Crop Giant Out to Save Brazil's Savannas From Soy Takeover

(Bloomberg) -- Brazil’s vast jungle is synonymous with the problem of deforestation, but the country’s Cerrado savanna is also at risk from agricultural expansion. One of the world’s largest agribusinesses, together with one of the nation’s biggest lenders, plans to deter farmers from clearing vegetation from the region.

Bunge Ltd. and Banco Santander Brasil SA, together with The Nature Conservancy, a U.S. charitable organization, will start a pilot program in September that lends to Brazilian farmers who cultivate parts of the Cerrado that don’t require clearance. The loans will be in U.S. dollars for up to 10 years and the program is starting with $50 million in capital, according to White Plains, New York-based Bunge.

Crop Giant Out to Save Brazil's Savannas From Soy Takeover

The Cerrado, the largest grassland savanna in South America, has come under increased pressure from the sustained boom in Brazilian soybean production. The country has emerged as the world’s largest exporter of the commodity that’s primarily used in animal feed. Output is expected to keep growing next year, and the nation’s farmers are being helped by the trade war between the U.S. and China, which has boosted prices in South America relative to the benchmark futures price in Chicago.

Last year, the Brazilian Academy of Sciences and the Brazilian Society for the Advancement of Science asked the government to tighten protections in the grassland, a swath of land below the Amazon that’s about three times the size of Texas.

Everyone from consumers to non-governmental organizations are increasingly interested in sustainable practices within the food supply chain and the conservation of places like the Cerrado.

“These trends are happening, they’re increasing every year,” Stewart Lindsay, Bunge’s vice president of global corporate affairs, said in a telephone interview. “The market is sending new and different signals, but they’re not sending signals yet that are strong enough to really encourage farmers in places like Brazil to expand here, not there.”

The loans would be made to farmers that Bunge already has a relationship with. The company is one of the world’s largest buyers, traders and processors of soy.

Loan Funding

The trading house will account for 30 percent of the funding, while Santander will be responsible for 65 percent of the capital and The Nature Conservancy for 5 percent. Interest rates are expected at 6 percent to 10 percent a year.

These will be innovative long-term loans for land acquisition and recovery in the country, according to Carlos Aguiar, agribusiness director at Santander.
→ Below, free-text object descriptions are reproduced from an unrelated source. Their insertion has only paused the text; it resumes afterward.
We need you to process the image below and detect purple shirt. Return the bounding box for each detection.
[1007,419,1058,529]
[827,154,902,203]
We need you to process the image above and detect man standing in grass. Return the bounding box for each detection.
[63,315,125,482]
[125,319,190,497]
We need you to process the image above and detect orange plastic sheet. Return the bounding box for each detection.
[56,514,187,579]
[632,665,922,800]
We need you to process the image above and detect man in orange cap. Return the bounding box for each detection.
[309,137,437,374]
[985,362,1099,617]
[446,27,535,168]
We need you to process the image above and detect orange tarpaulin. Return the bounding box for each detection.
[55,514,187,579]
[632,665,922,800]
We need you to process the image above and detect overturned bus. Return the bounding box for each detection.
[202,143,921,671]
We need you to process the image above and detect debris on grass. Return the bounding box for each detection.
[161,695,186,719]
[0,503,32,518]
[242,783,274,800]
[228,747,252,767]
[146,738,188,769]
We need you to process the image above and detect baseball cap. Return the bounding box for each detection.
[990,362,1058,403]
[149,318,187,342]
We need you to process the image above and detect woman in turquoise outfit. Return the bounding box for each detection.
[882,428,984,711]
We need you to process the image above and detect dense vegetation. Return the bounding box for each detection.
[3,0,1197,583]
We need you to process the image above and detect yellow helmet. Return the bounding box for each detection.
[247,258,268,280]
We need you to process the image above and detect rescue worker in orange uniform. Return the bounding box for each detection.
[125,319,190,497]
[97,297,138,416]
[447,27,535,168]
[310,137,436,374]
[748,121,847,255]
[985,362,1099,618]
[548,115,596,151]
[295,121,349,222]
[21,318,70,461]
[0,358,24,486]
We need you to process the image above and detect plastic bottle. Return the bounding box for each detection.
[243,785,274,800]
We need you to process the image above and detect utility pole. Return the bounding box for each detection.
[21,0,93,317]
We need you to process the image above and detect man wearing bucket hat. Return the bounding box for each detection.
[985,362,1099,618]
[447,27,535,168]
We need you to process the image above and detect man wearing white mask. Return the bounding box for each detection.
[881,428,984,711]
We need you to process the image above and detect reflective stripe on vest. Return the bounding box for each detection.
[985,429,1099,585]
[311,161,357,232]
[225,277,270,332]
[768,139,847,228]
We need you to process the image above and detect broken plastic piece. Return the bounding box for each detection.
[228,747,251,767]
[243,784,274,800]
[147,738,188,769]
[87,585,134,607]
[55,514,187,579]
Funding to Brazilian farmers is usually restricted to finance plantings or machine purchases and silos acquisitions.

"We are focusing on areas where there’s deforestation risk and where we believe it’s possible to make a difference," Michel Santos, Bunge’s sustainability global director, said Wednesday at an event in Sao Paulo.

There are about 25 million hectares of already cleared land in the Cerrado that can be used for agriculture, Greg Fishbein, director of agriculture investments at The Nature Conservancy, said in an interview. “The Cerrado is a vast store of carbon,” mostly underground in its roots, that is essential to helping stem global greenhouse gas emissions, he said.

The farmers would have to meet environmental thresholds, including good agricultural practices, and other measures relating to labor and chemical use, Fishbein said.

Environmental groups and companies are asking “how do we expand production in this area, because Brazil will continue to be bread basket to the world, or soy basket to the world, but do it in a way that doesn’t continue to clear all this important habitat,” Fishbein said.